He advised parents and tutors to study their children and to note their dispositions and dislikes: ‘for a child will learn three times as much when he is in tune, as he will with double the time and pains, when he goes awkwardly, or is dragged unwillingly to it’ ( Thoughts, s. 74). Toys should be simple and sturdy, possibly fashioned by the children themselves, rather than expensive and fragile.

Understandably, given his own experiences and roles in life, Locke urged upon the Clarkes the merits of a tutor rather than a school. For Locke, the best means of education was that ‘children should from their first beginning to talk, have some discreet, sober, nay wise person about, whose care it should be to fashion them aright, and keep them from all ill, especially the infection of bad company’ ( Thoughts, s. 90), and he advised parents to ‘spare no care nor cost to get such an one’ (Thoughts, s. 92).

A good tutor, or indeed a good parent, would be able to encourage and to satisfy the proper and persistent questions of children, to guide them away from cruelty towards animals or other children, and to teach them the value of truth.

The Thoughts were written for a specific purpose: the education of the son of a country gentleman. Fundamental features of that education—the employment of a tutor, the close supervision by parents, the curriculum, even the details of diet—would have been available only to a very small proportion of the parents and children of seventeenth-century England. Locke was well aware of the niceties of rank and fortune, and proposed different routes for the son of a prince, a nobleman, and an ‘ordinary gentleman’s son’. Locke believed in a top-down approach to education, and that priority should be given to the sons of the gentry. In the dedicatory epistle to the Thoughts, he stated that ‘if those of that rank are by their education once set right, they will quickly bring all the rest into order’.

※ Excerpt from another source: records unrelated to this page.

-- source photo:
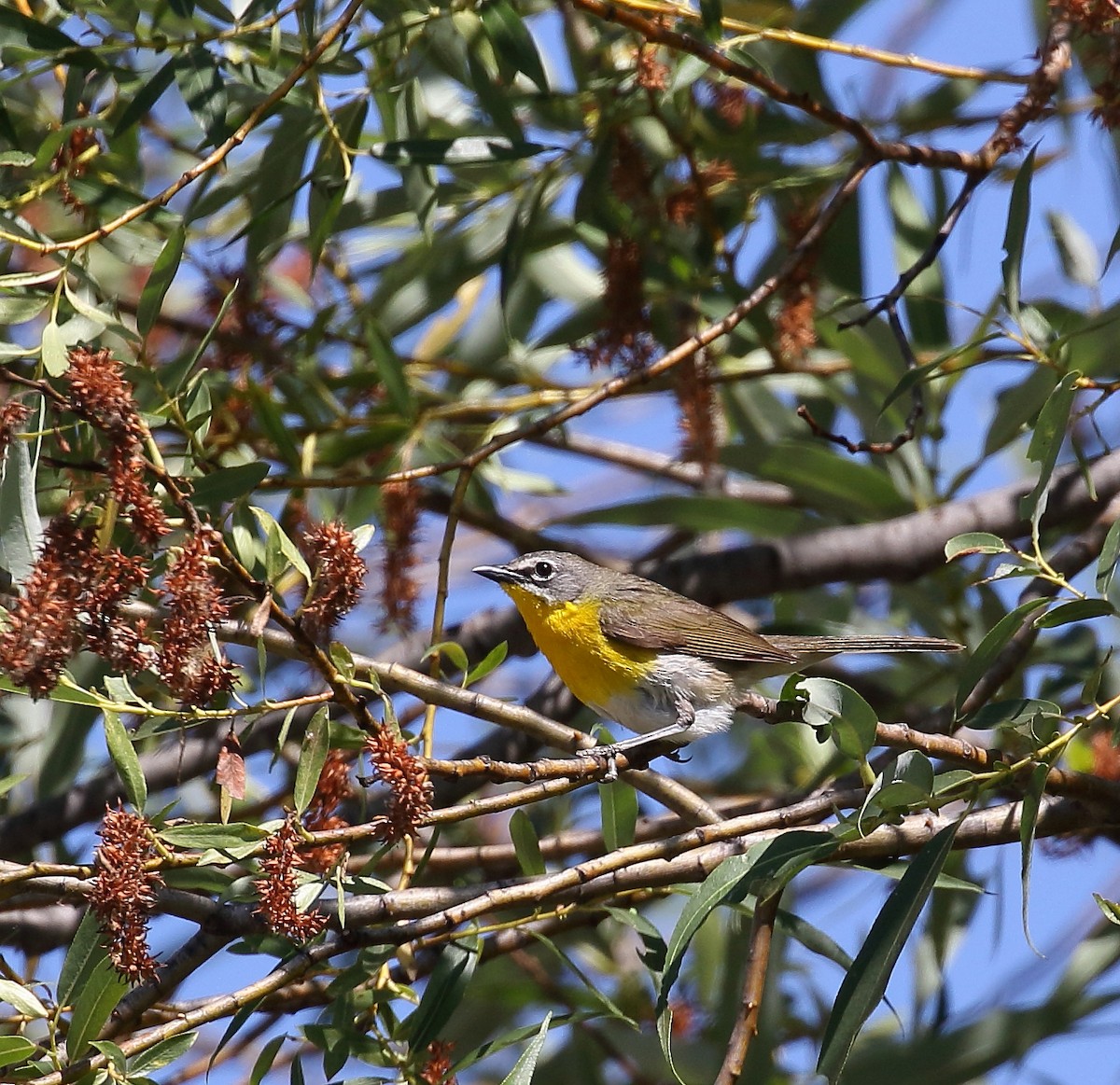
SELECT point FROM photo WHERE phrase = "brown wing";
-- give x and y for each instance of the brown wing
(664, 620)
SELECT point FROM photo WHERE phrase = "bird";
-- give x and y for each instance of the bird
(662, 665)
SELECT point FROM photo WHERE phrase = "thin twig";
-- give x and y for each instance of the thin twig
(754, 983)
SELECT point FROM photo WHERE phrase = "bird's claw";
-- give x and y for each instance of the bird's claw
(606, 755)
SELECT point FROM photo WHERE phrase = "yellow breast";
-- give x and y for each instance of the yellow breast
(595, 669)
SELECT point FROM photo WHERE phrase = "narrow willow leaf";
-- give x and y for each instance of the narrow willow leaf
(22, 1000)
(978, 664)
(442, 995)
(161, 1053)
(493, 660)
(1075, 610)
(212, 834)
(139, 104)
(619, 810)
(1107, 561)
(313, 756)
(53, 351)
(16, 1050)
(762, 869)
(522, 1073)
(1109, 908)
(229, 484)
(94, 999)
(1075, 250)
(21, 525)
(514, 48)
(1008, 714)
(160, 281)
(126, 760)
(526, 846)
(266, 1059)
(974, 542)
(1046, 442)
(1029, 821)
(1018, 216)
(850, 720)
(866, 981)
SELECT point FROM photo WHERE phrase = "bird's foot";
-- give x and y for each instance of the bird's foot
(605, 756)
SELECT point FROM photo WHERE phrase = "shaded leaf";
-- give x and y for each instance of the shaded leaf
(442, 995)
(522, 1073)
(313, 756)
(126, 760)
(866, 981)
(619, 811)
(526, 845)
(979, 663)
(1018, 216)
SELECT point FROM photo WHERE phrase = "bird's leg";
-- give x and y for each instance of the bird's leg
(686, 716)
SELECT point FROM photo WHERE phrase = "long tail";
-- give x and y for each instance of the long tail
(830, 645)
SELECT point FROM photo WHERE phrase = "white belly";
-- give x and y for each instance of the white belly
(708, 689)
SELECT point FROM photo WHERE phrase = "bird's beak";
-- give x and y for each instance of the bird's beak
(499, 575)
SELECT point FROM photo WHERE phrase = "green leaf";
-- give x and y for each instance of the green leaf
(905, 782)
(21, 524)
(204, 90)
(711, 18)
(126, 760)
(913, 233)
(101, 988)
(17, 28)
(826, 477)
(980, 661)
(162, 275)
(514, 48)
(1107, 561)
(266, 1059)
(1109, 908)
(619, 810)
(313, 756)
(1018, 216)
(161, 1053)
(455, 655)
(15, 1050)
(1075, 610)
(762, 870)
(21, 308)
(182, 372)
(1046, 442)
(115, 1055)
(974, 542)
(866, 981)
(1029, 821)
(53, 350)
(1075, 250)
(850, 720)
(526, 846)
(280, 549)
(139, 105)
(522, 1073)
(229, 484)
(442, 995)
(212, 834)
(1001, 714)
(493, 660)
(21, 999)
(390, 369)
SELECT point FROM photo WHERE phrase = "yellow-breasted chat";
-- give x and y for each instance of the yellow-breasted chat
(661, 664)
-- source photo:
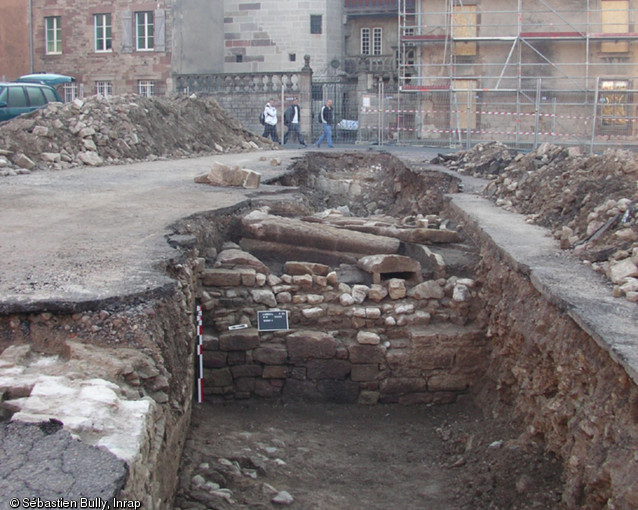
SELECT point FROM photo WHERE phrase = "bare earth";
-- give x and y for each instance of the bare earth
(335, 456)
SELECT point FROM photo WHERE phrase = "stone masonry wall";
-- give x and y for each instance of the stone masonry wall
(397, 341)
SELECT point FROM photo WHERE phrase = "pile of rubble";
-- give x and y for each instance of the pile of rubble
(589, 202)
(120, 129)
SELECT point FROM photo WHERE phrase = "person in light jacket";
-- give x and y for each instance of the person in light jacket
(292, 116)
(270, 121)
(326, 124)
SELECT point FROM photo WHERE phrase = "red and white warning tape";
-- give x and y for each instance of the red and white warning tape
(462, 111)
(200, 354)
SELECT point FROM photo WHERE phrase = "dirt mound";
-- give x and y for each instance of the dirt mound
(589, 202)
(120, 129)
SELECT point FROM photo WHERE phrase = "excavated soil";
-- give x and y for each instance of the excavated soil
(588, 202)
(262, 454)
(336, 456)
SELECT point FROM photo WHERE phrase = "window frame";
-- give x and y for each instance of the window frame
(365, 40)
(316, 24)
(53, 35)
(377, 41)
(142, 24)
(69, 91)
(103, 21)
(614, 114)
(146, 88)
(104, 87)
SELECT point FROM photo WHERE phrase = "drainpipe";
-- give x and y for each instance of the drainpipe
(31, 36)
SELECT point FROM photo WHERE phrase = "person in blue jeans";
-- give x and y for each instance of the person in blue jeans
(326, 123)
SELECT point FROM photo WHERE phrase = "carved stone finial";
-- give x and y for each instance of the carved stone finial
(306, 66)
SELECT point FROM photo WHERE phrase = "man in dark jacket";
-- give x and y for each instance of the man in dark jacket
(326, 123)
(292, 116)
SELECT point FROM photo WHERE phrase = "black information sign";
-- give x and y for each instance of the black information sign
(272, 320)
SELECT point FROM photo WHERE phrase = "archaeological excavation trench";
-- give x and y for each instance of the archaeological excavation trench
(425, 362)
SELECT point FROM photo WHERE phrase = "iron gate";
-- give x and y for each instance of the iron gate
(345, 110)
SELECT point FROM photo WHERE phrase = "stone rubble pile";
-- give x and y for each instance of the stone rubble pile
(589, 202)
(370, 329)
(99, 130)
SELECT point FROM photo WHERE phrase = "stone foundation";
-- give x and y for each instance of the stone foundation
(394, 341)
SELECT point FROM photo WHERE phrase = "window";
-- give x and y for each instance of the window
(70, 92)
(365, 41)
(104, 87)
(53, 35)
(377, 38)
(315, 23)
(464, 26)
(144, 30)
(146, 88)
(102, 24)
(317, 92)
(613, 103)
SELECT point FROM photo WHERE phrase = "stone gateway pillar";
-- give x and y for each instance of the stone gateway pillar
(305, 99)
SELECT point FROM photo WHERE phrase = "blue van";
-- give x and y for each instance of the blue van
(19, 98)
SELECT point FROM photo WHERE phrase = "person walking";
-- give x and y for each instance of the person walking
(326, 124)
(270, 121)
(292, 116)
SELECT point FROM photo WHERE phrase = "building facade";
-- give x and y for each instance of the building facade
(14, 39)
(526, 71)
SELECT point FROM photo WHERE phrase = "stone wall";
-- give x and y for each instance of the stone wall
(393, 341)
(246, 94)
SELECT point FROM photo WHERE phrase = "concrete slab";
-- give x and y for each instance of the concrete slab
(72, 238)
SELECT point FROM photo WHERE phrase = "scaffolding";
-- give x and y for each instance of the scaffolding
(523, 72)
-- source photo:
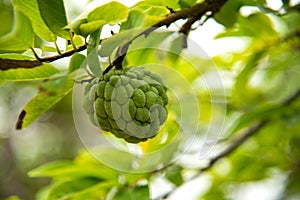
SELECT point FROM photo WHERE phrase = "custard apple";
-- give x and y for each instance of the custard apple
(130, 103)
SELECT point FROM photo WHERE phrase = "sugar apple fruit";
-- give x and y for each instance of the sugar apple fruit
(130, 103)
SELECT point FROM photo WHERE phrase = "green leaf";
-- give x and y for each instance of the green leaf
(228, 13)
(241, 91)
(80, 189)
(75, 25)
(22, 74)
(187, 3)
(115, 158)
(174, 175)
(92, 53)
(31, 10)
(176, 47)
(12, 198)
(21, 37)
(54, 15)
(112, 13)
(139, 192)
(110, 44)
(77, 61)
(90, 27)
(40, 104)
(67, 169)
(66, 189)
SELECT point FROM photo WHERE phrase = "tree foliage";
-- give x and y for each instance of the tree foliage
(258, 105)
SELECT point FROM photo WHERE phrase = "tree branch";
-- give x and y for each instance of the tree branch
(193, 14)
(239, 141)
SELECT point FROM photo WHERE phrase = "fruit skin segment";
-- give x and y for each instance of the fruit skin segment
(130, 103)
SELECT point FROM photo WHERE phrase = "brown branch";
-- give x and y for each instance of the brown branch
(192, 14)
(239, 141)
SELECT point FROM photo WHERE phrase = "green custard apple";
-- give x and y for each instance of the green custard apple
(130, 103)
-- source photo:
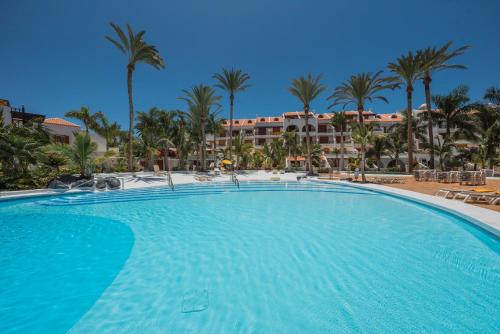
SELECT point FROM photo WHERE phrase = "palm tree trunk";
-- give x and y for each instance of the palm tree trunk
(342, 161)
(203, 144)
(409, 91)
(360, 113)
(427, 84)
(130, 70)
(309, 166)
(231, 115)
(166, 167)
(215, 147)
(363, 176)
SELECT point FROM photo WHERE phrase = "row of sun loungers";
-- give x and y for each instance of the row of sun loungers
(477, 195)
(386, 180)
(473, 178)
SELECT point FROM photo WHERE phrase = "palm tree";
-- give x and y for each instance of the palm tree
(200, 100)
(444, 151)
(486, 122)
(492, 95)
(377, 149)
(433, 60)
(454, 111)
(408, 69)
(395, 146)
(215, 127)
(81, 152)
(241, 149)
(362, 88)
(148, 128)
(110, 131)
(306, 89)
(166, 133)
(291, 142)
(339, 122)
(232, 81)
(89, 120)
(362, 135)
(137, 51)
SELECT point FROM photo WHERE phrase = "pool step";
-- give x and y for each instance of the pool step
(194, 190)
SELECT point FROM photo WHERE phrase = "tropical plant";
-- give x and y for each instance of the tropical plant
(257, 159)
(395, 146)
(408, 69)
(110, 131)
(240, 149)
(200, 100)
(339, 121)
(485, 119)
(215, 126)
(454, 111)
(149, 135)
(377, 149)
(53, 155)
(81, 153)
(362, 88)
(232, 81)
(137, 51)
(433, 60)
(362, 135)
(444, 150)
(291, 142)
(492, 95)
(89, 120)
(307, 89)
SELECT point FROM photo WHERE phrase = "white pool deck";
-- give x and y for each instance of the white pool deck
(485, 218)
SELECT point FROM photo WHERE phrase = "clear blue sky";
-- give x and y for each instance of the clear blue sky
(54, 57)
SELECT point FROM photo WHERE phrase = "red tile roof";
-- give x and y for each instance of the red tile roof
(60, 121)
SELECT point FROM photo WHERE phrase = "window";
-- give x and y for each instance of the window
(61, 139)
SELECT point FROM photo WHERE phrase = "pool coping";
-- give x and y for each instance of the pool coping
(486, 219)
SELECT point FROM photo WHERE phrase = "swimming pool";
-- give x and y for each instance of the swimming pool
(268, 257)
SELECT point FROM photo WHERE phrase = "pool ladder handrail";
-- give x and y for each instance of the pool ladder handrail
(170, 182)
(235, 180)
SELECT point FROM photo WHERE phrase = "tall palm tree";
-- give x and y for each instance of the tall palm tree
(408, 69)
(149, 134)
(166, 133)
(362, 134)
(454, 111)
(137, 51)
(339, 122)
(291, 142)
(492, 95)
(89, 120)
(486, 122)
(232, 81)
(215, 126)
(241, 149)
(362, 88)
(444, 151)
(81, 152)
(110, 131)
(306, 89)
(377, 149)
(433, 60)
(200, 100)
(395, 146)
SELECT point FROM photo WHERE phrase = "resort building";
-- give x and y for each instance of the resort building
(264, 130)
(61, 130)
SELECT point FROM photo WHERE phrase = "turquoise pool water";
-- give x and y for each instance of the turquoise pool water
(265, 258)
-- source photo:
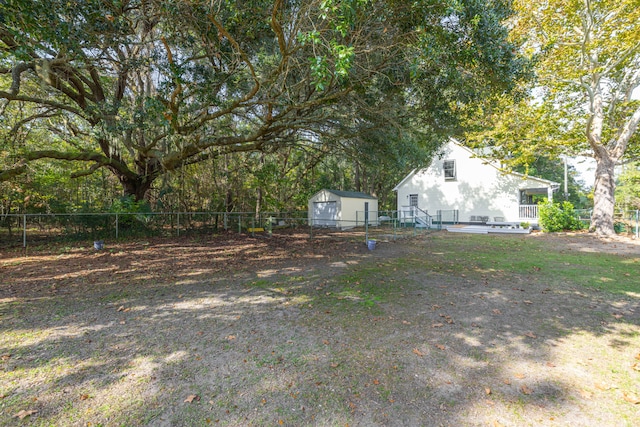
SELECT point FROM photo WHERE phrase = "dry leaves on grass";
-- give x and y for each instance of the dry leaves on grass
(586, 394)
(25, 413)
(192, 398)
(526, 390)
(631, 397)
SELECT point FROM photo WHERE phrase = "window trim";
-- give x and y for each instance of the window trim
(445, 170)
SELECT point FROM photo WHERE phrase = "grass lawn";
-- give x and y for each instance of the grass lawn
(441, 329)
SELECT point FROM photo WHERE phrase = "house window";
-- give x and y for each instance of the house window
(449, 167)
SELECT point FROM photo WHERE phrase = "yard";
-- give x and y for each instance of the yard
(441, 329)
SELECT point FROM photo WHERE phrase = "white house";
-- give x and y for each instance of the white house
(341, 209)
(461, 187)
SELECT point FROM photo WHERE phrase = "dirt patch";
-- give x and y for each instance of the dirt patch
(234, 330)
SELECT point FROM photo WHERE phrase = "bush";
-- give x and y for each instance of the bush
(559, 217)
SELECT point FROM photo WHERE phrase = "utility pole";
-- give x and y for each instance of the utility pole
(566, 189)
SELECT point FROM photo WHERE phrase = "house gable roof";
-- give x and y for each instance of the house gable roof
(487, 162)
(349, 194)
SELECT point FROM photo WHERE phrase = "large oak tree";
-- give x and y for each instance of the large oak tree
(588, 67)
(146, 87)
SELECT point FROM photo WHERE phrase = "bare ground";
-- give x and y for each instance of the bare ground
(233, 330)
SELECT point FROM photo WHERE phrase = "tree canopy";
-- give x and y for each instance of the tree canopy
(587, 63)
(143, 88)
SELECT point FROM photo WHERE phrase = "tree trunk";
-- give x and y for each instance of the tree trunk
(603, 197)
(137, 187)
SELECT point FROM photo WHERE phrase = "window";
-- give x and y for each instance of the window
(449, 167)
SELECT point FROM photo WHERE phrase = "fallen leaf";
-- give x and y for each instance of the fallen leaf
(586, 394)
(192, 398)
(526, 390)
(25, 413)
(631, 397)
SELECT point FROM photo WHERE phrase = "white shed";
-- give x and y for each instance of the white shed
(341, 209)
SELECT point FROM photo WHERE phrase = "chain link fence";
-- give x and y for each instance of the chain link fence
(38, 229)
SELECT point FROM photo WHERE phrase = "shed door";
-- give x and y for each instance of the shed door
(325, 213)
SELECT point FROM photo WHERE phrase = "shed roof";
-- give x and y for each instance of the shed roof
(350, 194)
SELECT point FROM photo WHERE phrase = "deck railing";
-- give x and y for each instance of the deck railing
(529, 212)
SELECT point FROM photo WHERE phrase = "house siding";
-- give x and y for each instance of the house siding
(479, 188)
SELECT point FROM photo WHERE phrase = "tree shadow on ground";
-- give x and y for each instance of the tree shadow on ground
(376, 339)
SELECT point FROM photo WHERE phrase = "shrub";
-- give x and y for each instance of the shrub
(559, 217)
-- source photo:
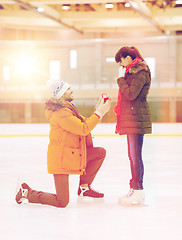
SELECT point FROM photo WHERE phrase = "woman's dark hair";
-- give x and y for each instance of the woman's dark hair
(127, 51)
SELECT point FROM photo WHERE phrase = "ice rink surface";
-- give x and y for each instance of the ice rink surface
(23, 159)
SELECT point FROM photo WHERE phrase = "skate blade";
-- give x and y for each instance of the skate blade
(83, 199)
(132, 204)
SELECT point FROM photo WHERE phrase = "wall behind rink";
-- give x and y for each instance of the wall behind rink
(25, 67)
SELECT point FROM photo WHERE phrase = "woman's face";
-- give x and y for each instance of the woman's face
(124, 62)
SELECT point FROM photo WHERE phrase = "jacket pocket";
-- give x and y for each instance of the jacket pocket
(71, 159)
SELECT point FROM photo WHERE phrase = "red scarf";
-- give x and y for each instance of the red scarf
(117, 108)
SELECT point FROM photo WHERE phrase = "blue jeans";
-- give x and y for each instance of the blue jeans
(135, 143)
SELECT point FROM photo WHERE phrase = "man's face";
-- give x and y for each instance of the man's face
(68, 95)
(124, 62)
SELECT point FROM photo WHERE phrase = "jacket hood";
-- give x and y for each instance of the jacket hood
(139, 67)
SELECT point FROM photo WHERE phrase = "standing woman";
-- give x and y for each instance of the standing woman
(133, 116)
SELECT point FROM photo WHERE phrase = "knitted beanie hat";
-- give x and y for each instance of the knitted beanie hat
(58, 88)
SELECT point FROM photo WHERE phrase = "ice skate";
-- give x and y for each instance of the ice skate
(21, 196)
(134, 197)
(87, 194)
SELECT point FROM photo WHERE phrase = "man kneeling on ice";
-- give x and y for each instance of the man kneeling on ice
(70, 149)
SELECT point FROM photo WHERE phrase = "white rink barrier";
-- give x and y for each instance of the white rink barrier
(102, 129)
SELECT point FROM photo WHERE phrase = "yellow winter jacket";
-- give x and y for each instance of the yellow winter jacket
(69, 138)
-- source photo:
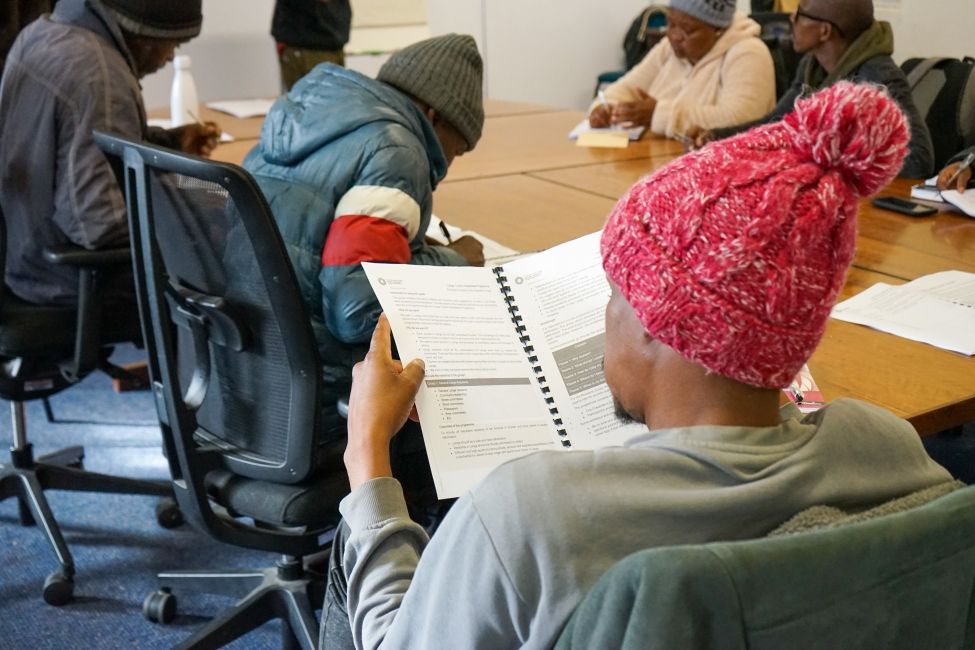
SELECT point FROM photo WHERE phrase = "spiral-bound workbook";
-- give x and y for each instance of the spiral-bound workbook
(513, 357)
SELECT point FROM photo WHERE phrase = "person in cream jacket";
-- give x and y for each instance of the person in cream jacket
(712, 70)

Locke never wrote about popular education as such. Although in 1697, in his capacity as a Commissioner of Trade, he was involved with schemes for the establishment of workhouse schools which would have provided for destitute children aged 3 to 14 food, church attendance and craft training, Mason (1962, p. 14) concludes that ‘these proposals represent Locke’s contribution as an administrator rather than as an educationist’.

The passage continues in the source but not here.